Harnwegsentzündung bei Männern: Symthome und Ursachen

Harnwegsentzündung bei Männern: Symthome und Ursachen

Harnwegsentzündungen sind bei jüngeren Männern eher selten. Erst im Alter zwischen 60 und 70 Jahren häufen sich die Vorfälle von Entzündungen der Harnwege. Durch die eintretende Prostatavergrößerung, die in reiferen Jahren normalerweise eintritt, kommt es zu einer schlechteren Entleerung der Harnblase. Dieser Restharn, der regelmäßig in der Blase zurückbleibt, kann Entzündungen begünstigen.

Bei der Harnwegsentzündung handelt es sich um eine aufsteigende Infektion, die bis zur Nierenerkrankung führen kann. Ständige Unterkühlungen (zum Beispiel das Sitzen auf kalten Steinen) und Untersuchungen mit einem Blasenkatheder können mögliche Ursachen sein.

Die häufigste Ursache sind jedoch Darmbakterien, die über die Harnröhre aufsteigen und sich ausbreiten. Man sollte auch bedenken, dass eine Harnwegsentzündung durch Geschlechtsverkehr übertragen werden kann.

Es empfiehlt sich außerdem immer genügend zu trinken, denn so können Bakterien besser ausgespült und Infektionen häufig vermieden werden.

Symthome der Harnwegsentzündung

Ein deutliches Zeichen für eine Harnwegserkrankung sind Schmerzen beim Harn lassen. Unangenehmes Brennen, ein verstärkter Harndrang, der sich Tag und Nacht fortsetzt, sowie Urinverlust sind Warnzeichen, die man dringend beachten sollte. Außerdem leidet das allgemeine Wohlbefinden. Die Symthome fühlen sich nach einer “normalen” Grippe an. Schwächegefühl und allgemeines Unwohlsein können genauso auftreten wie Übelkeit und Erbrechen.

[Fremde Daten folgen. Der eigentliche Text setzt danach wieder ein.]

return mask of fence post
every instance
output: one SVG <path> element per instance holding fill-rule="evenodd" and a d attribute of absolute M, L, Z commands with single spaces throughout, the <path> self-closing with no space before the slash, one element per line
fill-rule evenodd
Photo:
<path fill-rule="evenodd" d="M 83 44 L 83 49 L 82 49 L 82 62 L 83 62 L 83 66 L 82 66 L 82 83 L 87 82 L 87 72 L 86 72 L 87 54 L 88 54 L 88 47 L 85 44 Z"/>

Eine hochgradige Entzündung zeigt sich in der Regel sehr auffällig durch Fieberschübe bis hin zu Schüttelfrost. Durch die Ausbreitung der Bakterien kommt es außerdem zu Schmerzen im Harnblasen- und Dammbereich, die sich soweit ziehen können, dass der gesamte Genitalbereich schmerzt und der Betroffenen den Schmerz nicht mehr genau lokalisieren kann. Durch das erhöhte Schmerzempfinden kann es zusätzlich zu Störungen des sexuellen Verlangens kommen, was sich unter anderem in Errektionsstörungen zeigt.

Symthome dieser Art auftreten, ist es unbedingt zu empfehlen einen Arzt aufzusuchen. Eine Behandlung ist zwingend notwendig, um Spätfolgen oder dauerhafte Schädigungen zum Beispiel der Nieren zu vermeiden.

Diabetiker sollten bedenken, dass sich die Harnwegsentzündung nicht immer bemerkbar macht, deshalb ist es wichtig regelmäßige Urinuntersuchungen vornehmen zu lassen, um eine Infektion auszuschließen.